If you are drawing a payroll salary instead of a dividend then there is a slight advantage ($87) to paying the donation in the corporation and reducing your salary accordingly. If your income is lower (beneath the CPP cap) then there is a much greater benefit as you can reduce the CPP contributions on your salary both for your contribution and the employer contribution – this could be a benefit of up to $510. However, the corporation must have taxable income of a third MORE than the amount of the donation. In this example, the corporation must have net taxable income (before the donation) of $6667. This means that after the donation is deducted tax will still have to be paid on $1667 (approx. $200). Therefore this strategy only works when the company isn’t fully distributing all of it’s income, but in this situation it is less likely that you would be reducing your salary to compensate and therefore the tax advantage is not as strong.

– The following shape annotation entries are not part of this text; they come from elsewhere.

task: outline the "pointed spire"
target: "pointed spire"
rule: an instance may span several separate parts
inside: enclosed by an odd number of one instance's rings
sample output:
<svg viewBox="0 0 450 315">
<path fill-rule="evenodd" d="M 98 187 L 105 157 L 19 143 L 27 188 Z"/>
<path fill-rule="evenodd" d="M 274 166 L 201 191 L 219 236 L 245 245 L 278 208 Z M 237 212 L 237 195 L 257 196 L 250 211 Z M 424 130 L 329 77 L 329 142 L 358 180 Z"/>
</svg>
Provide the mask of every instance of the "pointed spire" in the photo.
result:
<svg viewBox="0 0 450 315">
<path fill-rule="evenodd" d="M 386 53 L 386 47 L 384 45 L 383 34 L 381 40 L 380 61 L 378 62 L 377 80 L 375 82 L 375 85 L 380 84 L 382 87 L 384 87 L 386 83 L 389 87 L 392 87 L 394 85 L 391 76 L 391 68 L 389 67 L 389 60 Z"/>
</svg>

Note that drawing a salary usually results in a lower taxable income, but subjects you to CPP.

Other Considerations

If a corporation has income taxed at higher than the CCPC rate it MAY be more beneficial to pay the donation in the corporation (but a more detailed analysis is recommended to clarify the unique circumstances).

Sole Proprietors (who report their income on form 2125 of their T1) can’t deduct charitable donations as business expenses. They can only claim them as tax credits like all other individuals.

Donations to US 501(c)(3) charities can only be claimed if you have US source income. If your business has clients in the US then this may easier to justify through the corporation than against your personal return (where your only US source income is likely to be US dividends or capital gains).

Corporations with non-calendar financial years are not bound by the traditional Dec 31 deadline. You can make donations at any time (as usual). To be eligible it must be sent to the charity on or before your financial year end (better if it is received by that date).

The rules work quite differently in the US. Make sure that anything you read is applies to your location!


As with all such commentary, this is not tax advice. In this article we are analyzing a single question and not factoring in all the possible factors that may affect your personal tax situation. Please consult your tax professional for advice specific to your situation.